E dunque concentriamoci sul breve pezzo di A&G di stamane sul Corriere. Mamma mia, che confusione.
Iniziano il pezzo sulla crescita economica. Che non c’è. Non solo in Europa, ma nel mondo. Tirano fuori i dati americani, dove mostrano come la crescita Usa è calata (assieme al calo della spesa pubblica dal 2011 in poi fino ad allora a supporto del ciclo negativo). E non si chiedono perché questa crescita non c’è. E non si premurano di indicare come uscire fuori da questa crisi che loro stessi ammettono non essere legata alle riforme, ma al ciclo mondiale, sostenuto e aizzato dall’austerità europea, che ha portato Obama addirittura a precipitarsi col suo “ambasciatore economico” al capezzale europeo per convincere tutti i 27 nani dell’esigenza di piantarsela con l’enfasi recessiva.
 
Certo poi accennano a come “compito delle banche centrali è attenuare queste fluttuazioni”. Rido (o piango) 2 volte. Primo perché non è vero, lo statuto della BCE non prevede questo compito anticiclico, unica banca centrale al mondo o quasi. Magari lo dicesse, lo Statuto, questo. Secondo, perché mi viene spontaneo esclamare: “ma allora … allora è un problema ciclico, non strutturale! Quindi siete d’accordo che va curato non (solo) con le riforme ma con maggiore domanda?” Mamma mia che confusione ragazzi.

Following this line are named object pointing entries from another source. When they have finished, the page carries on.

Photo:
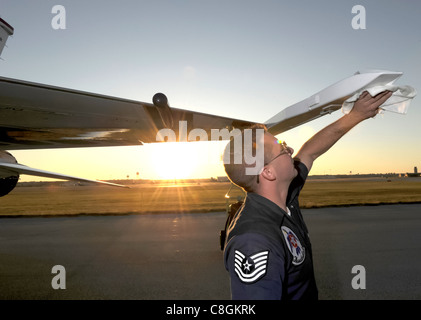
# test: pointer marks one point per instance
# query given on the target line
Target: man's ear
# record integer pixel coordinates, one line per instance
(268, 174)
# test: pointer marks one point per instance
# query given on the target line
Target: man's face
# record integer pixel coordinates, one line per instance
(280, 159)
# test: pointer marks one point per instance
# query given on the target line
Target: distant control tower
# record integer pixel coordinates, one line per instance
(6, 30)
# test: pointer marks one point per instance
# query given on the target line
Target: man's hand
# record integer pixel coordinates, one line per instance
(367, 106)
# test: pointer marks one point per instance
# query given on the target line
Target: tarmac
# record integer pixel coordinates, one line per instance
(177, 256)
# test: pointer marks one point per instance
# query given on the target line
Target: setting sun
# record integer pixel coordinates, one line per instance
(174, 160)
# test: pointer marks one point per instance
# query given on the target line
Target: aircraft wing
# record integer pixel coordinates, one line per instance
(328, 100)
(37, 116)
(12, 169)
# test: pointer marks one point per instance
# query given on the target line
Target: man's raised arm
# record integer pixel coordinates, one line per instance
(365, 107)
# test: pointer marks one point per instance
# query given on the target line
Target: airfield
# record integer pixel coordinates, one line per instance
(116, 253)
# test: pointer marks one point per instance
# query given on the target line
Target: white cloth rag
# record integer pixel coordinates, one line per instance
(398, 102)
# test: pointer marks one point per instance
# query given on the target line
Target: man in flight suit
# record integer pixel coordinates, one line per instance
(268, 251)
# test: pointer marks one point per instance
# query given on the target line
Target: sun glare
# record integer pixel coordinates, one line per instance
(175, 160)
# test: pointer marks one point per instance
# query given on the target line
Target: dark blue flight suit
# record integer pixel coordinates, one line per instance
(268, 253)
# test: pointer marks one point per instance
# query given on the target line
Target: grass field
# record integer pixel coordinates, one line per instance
(61, 199)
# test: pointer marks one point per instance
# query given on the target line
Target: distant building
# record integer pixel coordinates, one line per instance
(413, 174)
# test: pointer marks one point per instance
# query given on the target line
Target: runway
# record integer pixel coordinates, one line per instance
(177, 256)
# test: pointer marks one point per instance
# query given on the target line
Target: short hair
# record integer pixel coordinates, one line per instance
(237, 170)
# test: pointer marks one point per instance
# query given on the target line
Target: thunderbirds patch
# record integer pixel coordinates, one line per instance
(253, 268)
(294, 246)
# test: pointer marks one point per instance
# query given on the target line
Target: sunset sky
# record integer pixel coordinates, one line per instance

Le incongruenze non finiscono qui. Si cita il Giappone (forse a ragione) come buon esempio per la sua strategia di autarchia finanziaria fatta di titoli di stato detenuti all’interno, ma poi lo si critica per la sua bassa crescita che, come abbiamo detto già molte volte, non è vero che ci sia stata. E tutto questo pur di evitare di adottare la formula giapponese fino in fondo: ossia di stimolare la domanda pubblica per evitare la recessione.
 
Si cita la possibilità di “addirittura obbligare famiglie e banche a vendere titoli esteri e acquistare Btp a tassi regolamentati, come accadeva negli anni Settanta”, eppure poi viene vista con orrore la possibilità che la BCE si sostituisca “ai governi acquistando titoli pubblici per motivi di bilancio”, come invece veniva, anche questo, fatto negli anni settanta.

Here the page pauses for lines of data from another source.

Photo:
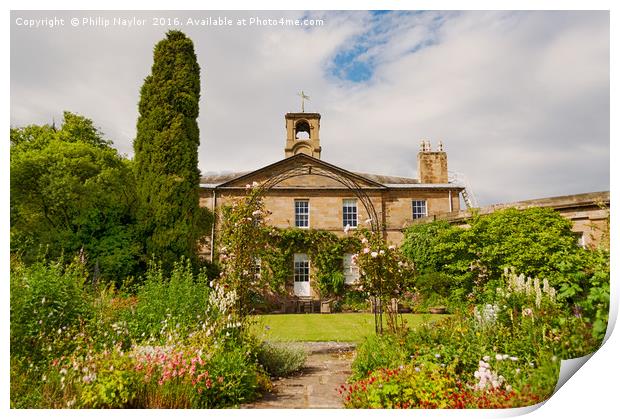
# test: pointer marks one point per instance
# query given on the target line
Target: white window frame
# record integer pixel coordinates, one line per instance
(347, 215)
(415, 204)
(351, 271)
(307, 214)
(301, 262)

Ma non è finita. Poche righe dopo si legge, in contraddizione totale con quanto sopra, che “è probabile che ormai l’unico modo per salvare l’euro sia consentire alla Bce di acquistare”. Ma, aggiungono i nostri “questi acquisti non potranno essere senza condizioni, o basati su semplici dichiarazioni di intenti. Per ottenere l’aiuto della Bce si rischia di dover accettare, e sarebbe una sconfitta, una limitazione della propria autonomia di bilancio.”
 
Ecco. Ci siamo. Alla fine io l’ho trovato, in questa frittata di raccomandazioni senza rigore, il filo rosso che unisce i loro ragionamenti. Un timore atavico, preistorico, dell’unica soluzione, addirittura impronunciabile, come fosse il Lord Voldemort di Harry Potter, che i nostri amici non riescono a tollerare: l’ingresso in campo dell’unico attore che può (assieme all’azione, senza se e senza ma, della BCE) risolvere la crisi. Lo Stato.

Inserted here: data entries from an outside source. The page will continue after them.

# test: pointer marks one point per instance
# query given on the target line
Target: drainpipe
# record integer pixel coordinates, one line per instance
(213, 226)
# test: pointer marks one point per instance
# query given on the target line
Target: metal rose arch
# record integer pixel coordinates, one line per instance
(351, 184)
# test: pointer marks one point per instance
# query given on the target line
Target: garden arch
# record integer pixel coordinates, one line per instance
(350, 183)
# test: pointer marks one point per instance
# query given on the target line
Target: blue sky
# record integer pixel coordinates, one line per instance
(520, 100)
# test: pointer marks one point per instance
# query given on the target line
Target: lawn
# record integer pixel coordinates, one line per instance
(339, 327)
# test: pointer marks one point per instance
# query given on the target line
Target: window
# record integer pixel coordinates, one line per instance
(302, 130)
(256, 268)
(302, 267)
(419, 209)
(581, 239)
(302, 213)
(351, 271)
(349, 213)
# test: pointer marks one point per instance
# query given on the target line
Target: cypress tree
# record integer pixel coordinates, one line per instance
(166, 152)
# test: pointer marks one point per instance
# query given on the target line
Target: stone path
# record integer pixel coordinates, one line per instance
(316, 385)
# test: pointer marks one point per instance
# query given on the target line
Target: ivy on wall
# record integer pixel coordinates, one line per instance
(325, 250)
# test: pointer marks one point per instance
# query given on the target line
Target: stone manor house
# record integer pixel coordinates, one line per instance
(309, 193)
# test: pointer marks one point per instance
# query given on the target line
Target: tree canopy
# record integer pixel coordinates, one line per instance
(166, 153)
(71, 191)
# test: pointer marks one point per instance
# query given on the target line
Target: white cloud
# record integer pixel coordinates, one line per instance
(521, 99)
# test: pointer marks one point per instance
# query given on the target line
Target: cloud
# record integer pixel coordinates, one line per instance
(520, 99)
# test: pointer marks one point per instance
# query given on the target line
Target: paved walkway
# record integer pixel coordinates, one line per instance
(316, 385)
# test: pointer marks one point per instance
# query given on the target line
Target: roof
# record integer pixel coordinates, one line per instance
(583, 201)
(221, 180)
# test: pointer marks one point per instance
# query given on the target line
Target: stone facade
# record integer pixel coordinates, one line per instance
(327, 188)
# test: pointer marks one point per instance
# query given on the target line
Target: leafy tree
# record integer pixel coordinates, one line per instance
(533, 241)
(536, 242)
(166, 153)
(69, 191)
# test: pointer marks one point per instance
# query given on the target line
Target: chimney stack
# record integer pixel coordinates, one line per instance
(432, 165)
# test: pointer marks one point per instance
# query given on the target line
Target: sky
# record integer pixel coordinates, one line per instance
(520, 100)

No, che sa chiaro, per me lo Stato non è Harry Potter. Harry Potter continua a essere il settore privato, specie le piccole imprese: è quello che ci salverà, la gioventù, il coraggio, la forza, il dinamismo di tutto quello che è nuovo e innovativo.
 
Ci sono due Stati.
Lo Stato che io voglio combattere è quello del Ministero della Magia, di Cornelius Caramell (Cornelius Fudge), quello che mette ostacoli su tutto e su tutti, che opprime e deprime. Facciamone a meno di questo Stato. Ogni giorno distruggiamolo un po’ di più.
Ma io non voglio che Harry Potter sia lasciato solo, lo voglio protetto da un grande Ministro, da Albus Silente (Albus Dumbledore), che esiste eccome. Voglio e so di potere ottenere uno Stato forte e non prevaricante, intelligente e solidale che permetta ad Harry Potter di crescere tranquillo, studiando ed inventando, e non distraendosi e combattendo forze oscure e oppressive.
Cari A&G, leggete Harry Potter, sognate l’Europa dei popoli, protetti dal male e dalla miopia e artefici di valori e bellezza. Scoprirete che la battaglia si vincerà quando Harry Potter e Albus Silente, alleati, sconfiggeranno il male e la stupidità. Ma per farlo: insieme, mai separati.